JP Morgan analysts on Tuesday praised energy MLPs for delivering a ~3% year-to-date return, even amid a choppy market as a result of inflation and interest rate concerns, and They said fundamentals remain broadly constructive on oil prices supporting output growth. .
JP Morgan analysts, in midstreamers, raised concerns about lower commodity prices as they headed into fourth-quarter earnings, but to their surprise the opposite was proven. Companies issued a better-than-expected outlook as rising inflation-indexed margins more than offset weaker prices and higher costs.
The analysis singled out Energy Transfer (ET) and Enterprise Products Partners (EPD) as the top two choices for the brokerage.
JPM analysts also noted that downward trends appeared “generally enduring” in the earnings report.

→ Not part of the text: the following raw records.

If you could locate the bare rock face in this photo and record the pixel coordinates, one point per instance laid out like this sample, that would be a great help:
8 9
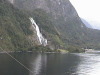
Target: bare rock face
11 1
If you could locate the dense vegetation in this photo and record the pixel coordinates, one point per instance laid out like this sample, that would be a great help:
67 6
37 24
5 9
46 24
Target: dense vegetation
70 34
14 28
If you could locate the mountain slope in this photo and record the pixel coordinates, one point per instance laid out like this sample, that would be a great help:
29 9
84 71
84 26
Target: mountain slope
86 23
14 27
58 22
62 15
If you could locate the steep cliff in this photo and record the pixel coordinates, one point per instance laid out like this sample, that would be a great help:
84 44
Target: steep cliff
26 24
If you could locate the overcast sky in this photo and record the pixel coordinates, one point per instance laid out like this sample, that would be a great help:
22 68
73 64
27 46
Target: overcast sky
88 9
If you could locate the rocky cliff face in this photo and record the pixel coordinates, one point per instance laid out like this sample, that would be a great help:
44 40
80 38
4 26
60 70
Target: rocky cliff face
57 21
61 14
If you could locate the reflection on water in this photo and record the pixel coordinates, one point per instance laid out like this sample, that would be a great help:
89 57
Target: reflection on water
38 64
90 64
51 64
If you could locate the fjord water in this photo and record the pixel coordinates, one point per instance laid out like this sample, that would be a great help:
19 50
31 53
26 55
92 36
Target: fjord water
51 64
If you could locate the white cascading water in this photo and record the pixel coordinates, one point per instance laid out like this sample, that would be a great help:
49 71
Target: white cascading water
41 39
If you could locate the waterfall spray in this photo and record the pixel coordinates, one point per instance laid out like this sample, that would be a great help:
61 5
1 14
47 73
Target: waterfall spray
41 39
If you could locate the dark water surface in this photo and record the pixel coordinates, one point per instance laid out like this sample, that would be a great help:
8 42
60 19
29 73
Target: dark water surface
51 64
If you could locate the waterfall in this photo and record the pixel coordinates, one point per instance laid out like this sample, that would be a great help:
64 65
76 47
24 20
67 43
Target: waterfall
41 39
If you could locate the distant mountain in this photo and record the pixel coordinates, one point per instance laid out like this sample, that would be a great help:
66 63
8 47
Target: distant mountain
86 23
56 21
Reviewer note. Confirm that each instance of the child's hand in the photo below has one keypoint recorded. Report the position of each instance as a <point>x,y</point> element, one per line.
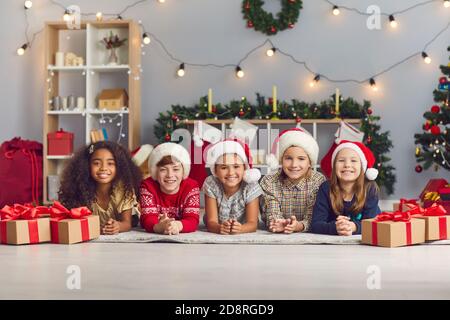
<point>344,226</point>
<point>236,227</point>
<point>277,225</point>
<point>292,226</point>
<point>174,227</point>
<point>225,227</point>
<point>111,227</point>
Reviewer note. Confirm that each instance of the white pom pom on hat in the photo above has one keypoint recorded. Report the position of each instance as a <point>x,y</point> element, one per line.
<point>230,146</point>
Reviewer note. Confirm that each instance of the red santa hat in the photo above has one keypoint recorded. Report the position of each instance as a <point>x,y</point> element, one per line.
<point>215,151</point>
<point>174,150</point>
<point>295,137</point>
<point>366,156</point>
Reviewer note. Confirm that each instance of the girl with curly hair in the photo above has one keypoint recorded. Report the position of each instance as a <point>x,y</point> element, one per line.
<point>103,177</point>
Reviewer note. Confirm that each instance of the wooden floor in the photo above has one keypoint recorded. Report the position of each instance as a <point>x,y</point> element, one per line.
<point>178,271</point>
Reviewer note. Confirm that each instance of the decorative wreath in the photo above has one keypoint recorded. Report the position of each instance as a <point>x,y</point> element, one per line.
<point>265,22</point>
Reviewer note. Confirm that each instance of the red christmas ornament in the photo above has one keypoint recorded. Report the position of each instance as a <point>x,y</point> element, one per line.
<point>435,109</point>
<point>435,130</point>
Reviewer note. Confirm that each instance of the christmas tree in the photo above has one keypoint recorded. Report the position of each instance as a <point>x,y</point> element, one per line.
<point>434,143</point>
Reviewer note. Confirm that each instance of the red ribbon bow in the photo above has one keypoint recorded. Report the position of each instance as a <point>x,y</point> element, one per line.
<point>58,211</point>
<point>22,212</point>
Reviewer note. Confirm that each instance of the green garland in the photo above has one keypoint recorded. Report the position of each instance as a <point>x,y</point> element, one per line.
<point>377,141</point>
<point>264,21</point>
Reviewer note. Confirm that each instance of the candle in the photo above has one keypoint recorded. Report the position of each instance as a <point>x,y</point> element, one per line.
<point>274,99</point>
<point>210,100</point>
<point>337,102</point>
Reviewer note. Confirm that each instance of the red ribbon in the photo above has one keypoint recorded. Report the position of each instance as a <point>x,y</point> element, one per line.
<point>396,217</point>
<point>59,212</point>
<point>22,212</point>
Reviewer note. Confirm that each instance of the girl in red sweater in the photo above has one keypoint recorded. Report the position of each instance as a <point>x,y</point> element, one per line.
<point>170,201</point>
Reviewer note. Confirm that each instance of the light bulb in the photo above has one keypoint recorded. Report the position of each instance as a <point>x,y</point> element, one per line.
<point>270,52</point>
<point>426,58</point>
<point>145,38</point>
<point>336,10</point>
<point>21,50</point>
<point>180,71</point>
<point>239,72</point>
<point>392,21</point>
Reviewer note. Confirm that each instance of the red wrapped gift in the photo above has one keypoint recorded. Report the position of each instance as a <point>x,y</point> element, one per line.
<point>60,143</point>
<point>437,222</point>
<point>24,224</point>
<point>393,229</point>
<point>73,226</point>
<point>430,194</point>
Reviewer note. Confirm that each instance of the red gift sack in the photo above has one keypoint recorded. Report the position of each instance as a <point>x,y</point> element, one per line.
<point>20,172</point>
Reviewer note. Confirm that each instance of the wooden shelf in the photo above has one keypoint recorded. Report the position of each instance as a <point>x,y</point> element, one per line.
<point>283,121</point>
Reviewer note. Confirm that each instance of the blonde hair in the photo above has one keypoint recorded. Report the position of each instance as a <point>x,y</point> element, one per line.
<point>361,188</point>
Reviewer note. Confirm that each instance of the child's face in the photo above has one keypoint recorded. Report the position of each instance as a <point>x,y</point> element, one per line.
<point>169,177</point>
<point>295,163</point>
<point>230,170</point>
<point>103,166</point>
<point>347,165</point>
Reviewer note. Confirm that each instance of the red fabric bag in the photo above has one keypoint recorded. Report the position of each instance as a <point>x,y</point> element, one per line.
<point>20,172</point>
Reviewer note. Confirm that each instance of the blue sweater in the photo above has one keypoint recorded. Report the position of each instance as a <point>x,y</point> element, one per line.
<point>324,218</point>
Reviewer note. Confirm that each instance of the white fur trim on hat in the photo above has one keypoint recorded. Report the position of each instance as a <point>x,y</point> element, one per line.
<point>169,149</point>
<point>142,154</point>
<point>300,139</point>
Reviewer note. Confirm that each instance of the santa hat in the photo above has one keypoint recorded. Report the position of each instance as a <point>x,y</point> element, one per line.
<point>141,154</point>
<point>215,151</point>
<point>169,149</point>
<point>296,137</point>
<point>364,153</point>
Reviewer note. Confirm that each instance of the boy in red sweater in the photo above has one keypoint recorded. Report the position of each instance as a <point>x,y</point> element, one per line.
<point>170,201</point>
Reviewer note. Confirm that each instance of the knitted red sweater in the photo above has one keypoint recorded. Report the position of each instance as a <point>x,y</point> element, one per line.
<point>183,206</point>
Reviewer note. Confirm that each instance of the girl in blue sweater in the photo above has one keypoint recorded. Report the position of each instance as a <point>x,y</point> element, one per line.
<point>351,195</point>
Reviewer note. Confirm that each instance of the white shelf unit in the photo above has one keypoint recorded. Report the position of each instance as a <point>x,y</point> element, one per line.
<point>265,142</point>
<point>88,81</point>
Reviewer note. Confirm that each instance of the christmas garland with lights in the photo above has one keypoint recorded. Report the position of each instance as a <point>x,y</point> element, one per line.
<point>377,141</point>
<point>264,21</point>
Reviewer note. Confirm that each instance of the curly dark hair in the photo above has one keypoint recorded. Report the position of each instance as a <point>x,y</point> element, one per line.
<point>78,187</point>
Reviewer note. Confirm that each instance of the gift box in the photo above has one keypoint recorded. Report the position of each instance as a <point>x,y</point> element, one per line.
<point>73,226</point>
<point>394,229</point>
<point>59,143</point>
<point>404,204</point>
<point>430,194</point>
<point>24,224</point>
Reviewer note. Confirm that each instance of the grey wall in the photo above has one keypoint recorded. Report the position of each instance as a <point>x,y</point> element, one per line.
<point>214,31</point>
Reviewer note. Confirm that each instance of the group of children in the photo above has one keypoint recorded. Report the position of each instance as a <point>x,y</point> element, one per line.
<point>296,198</point>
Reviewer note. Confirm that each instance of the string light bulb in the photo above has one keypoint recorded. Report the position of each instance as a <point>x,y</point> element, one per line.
<point>21,50</point>
<point>426,58</point>
<point>239,72</point>
<point>314,81</point>
<point>146,38</point>
<point>270,52</point>
<point>180,71</point>
<point>373,84</point>
<point>336,10</point>
<point>392,21</point>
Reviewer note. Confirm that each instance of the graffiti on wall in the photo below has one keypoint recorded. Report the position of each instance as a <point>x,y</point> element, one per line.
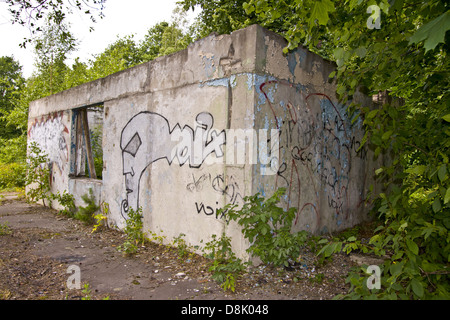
<point>223,185</point>
<point>51,134</point>
<point>318,146</point>
<point>148,137</point>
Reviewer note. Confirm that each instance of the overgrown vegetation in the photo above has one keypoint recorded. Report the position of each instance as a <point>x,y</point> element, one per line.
<point>267,227</point>
<point>133,231</point>
<point>87,213</point>
<point>225,266</point>
<point>406,59</point>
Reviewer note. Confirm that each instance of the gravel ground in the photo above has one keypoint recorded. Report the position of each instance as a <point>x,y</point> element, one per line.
<point>38,246</point>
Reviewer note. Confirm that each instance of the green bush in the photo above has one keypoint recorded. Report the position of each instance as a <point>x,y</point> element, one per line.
<point>267,226</point>
<point>12,175</point>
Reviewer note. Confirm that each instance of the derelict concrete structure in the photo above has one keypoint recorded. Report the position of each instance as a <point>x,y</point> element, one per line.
<point>217,96</point>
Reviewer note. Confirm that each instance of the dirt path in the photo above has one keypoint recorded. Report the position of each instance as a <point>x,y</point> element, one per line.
<point>38,246</point>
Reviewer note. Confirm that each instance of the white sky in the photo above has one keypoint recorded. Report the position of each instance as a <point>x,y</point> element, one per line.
<point>121,18</point>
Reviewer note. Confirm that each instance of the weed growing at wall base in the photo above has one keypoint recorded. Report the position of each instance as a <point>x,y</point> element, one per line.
<point>267,227</point>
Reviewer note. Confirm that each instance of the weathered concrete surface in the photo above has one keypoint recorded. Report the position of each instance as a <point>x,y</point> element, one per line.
<point>159,114</point>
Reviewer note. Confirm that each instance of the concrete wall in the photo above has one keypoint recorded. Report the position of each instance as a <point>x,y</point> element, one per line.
<point>158,115</point>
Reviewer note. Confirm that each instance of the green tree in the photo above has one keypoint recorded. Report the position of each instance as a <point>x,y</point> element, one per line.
<point>11,82</point>
<point>52,49</point>
<point>31,13</point>
<point>120,55</point>
<point>163,39</point>
<point>399,49</point>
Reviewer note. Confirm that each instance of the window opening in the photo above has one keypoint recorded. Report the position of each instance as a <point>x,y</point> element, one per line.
<point>88,144</point>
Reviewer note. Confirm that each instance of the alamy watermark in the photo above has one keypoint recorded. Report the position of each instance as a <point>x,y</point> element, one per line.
<point>74,280</point>
<point>374,281</point>
<point>374,21</point>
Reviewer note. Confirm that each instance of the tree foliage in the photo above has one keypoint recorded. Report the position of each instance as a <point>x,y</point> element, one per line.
<point>400,49</point>
<point>31,13</point>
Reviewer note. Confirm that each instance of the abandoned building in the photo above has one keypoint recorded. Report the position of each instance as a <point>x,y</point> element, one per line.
<point>183,135</point>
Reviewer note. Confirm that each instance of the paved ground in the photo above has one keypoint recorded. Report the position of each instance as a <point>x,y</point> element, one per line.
<point>38,246</point>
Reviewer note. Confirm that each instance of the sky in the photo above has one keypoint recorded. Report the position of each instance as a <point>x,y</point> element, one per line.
<point>121,18</point>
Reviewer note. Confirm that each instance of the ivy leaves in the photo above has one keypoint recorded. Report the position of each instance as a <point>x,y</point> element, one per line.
<point>433,32</point>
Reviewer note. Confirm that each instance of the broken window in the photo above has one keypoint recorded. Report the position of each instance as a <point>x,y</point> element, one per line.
<point>87,146</point>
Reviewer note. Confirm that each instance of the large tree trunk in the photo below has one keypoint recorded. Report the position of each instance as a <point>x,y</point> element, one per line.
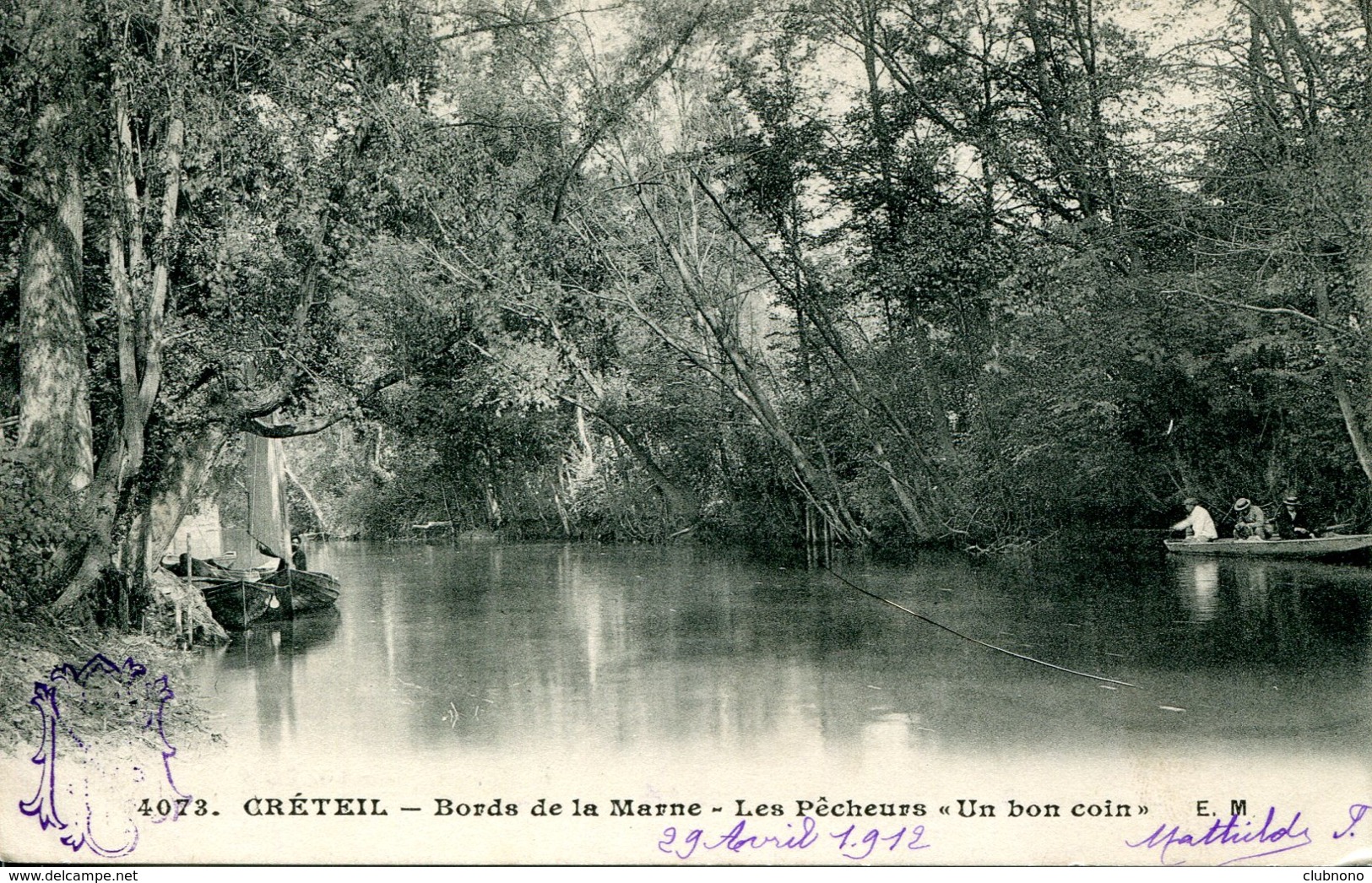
<point>54,404</point>
<point>140,281</point>
<point>182,478</point>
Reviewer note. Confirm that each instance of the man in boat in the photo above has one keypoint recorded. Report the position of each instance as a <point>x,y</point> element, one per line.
<point>1198,524</point>
<point>1293,523</point>
<point>1251,522</point>
<point>298,558</point>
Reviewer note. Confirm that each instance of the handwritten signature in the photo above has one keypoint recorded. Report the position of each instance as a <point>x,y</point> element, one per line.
<point>1235,832</point>
<point>849,842</point>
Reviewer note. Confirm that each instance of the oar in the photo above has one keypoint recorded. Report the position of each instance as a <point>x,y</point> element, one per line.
<point>976,641</point>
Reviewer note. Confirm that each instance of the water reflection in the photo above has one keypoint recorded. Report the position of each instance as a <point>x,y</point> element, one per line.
<point>659,650</point>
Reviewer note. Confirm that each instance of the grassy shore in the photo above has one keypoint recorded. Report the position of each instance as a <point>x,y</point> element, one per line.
<point>32,643</point>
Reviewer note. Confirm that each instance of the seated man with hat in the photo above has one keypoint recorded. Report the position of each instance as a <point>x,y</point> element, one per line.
<point>1293,523</point>
<point>1251,522</point>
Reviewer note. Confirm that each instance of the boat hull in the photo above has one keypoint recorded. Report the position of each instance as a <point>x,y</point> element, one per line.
<point>300,593</point>
<point>236,604</point>
<point>1315,547</point>
<point>239,598</point>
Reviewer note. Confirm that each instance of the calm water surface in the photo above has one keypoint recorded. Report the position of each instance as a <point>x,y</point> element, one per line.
<point>489,671</point>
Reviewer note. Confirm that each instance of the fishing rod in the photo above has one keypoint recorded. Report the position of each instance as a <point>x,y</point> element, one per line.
<point>976,641</point>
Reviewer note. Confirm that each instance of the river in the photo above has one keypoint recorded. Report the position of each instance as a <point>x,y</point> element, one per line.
<point>478,672</point>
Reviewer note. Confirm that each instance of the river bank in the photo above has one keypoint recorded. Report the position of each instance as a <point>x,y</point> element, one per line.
<point>33,645</point>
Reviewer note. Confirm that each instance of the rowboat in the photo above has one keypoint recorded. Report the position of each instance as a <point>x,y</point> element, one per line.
<point>300,593</point>
<point>241,598</point>
<point>1313,547</point>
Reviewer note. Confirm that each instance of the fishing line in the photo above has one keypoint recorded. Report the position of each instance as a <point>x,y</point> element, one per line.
<point>976,641</point>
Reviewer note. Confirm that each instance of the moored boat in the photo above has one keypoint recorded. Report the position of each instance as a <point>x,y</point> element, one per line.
<point>239,598</point>
<point>1313,547</point>
<point>300,593</point>
<point>236,602</point>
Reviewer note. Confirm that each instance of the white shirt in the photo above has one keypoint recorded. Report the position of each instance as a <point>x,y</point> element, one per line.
<point>1200,524</point>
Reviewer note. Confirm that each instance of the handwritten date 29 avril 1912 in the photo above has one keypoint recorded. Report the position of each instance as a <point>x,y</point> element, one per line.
<point>757,827</point>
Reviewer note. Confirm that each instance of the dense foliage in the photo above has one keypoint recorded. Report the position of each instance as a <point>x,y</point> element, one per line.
<point>869,272</point>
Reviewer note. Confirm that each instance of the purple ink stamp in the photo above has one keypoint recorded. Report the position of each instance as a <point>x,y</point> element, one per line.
<point>105,756</point>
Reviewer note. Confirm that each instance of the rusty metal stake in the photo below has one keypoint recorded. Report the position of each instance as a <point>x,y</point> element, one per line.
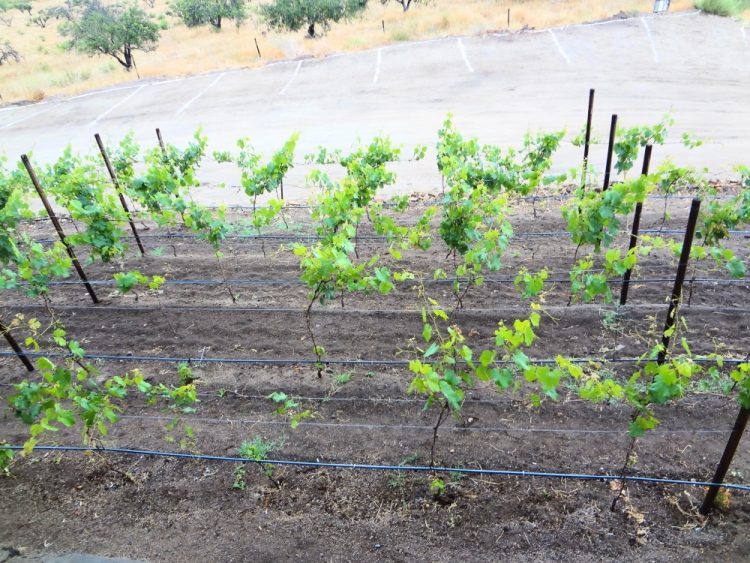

Targa Resources (TRGP) became a midstream darling for JP Morgan due to its Permian well to export value chain. At Cheniere Energy (LNG), the brokerage said its long-term contracted cash flows are “undervalued.”
Magellan Midstream Partners (MMP) and MPLX LP (MPLX) were also included in the analysis for their “cash flow stability at attractive prices” even with their downstream exposures. MPLX was upgraded to an investment rating of “overweight” from “neutral.”
Crestwood Equity Partners (CEQP) was downgraded to “neutral” from “overweight,” citing the company’s weak execution and less financial flexibility.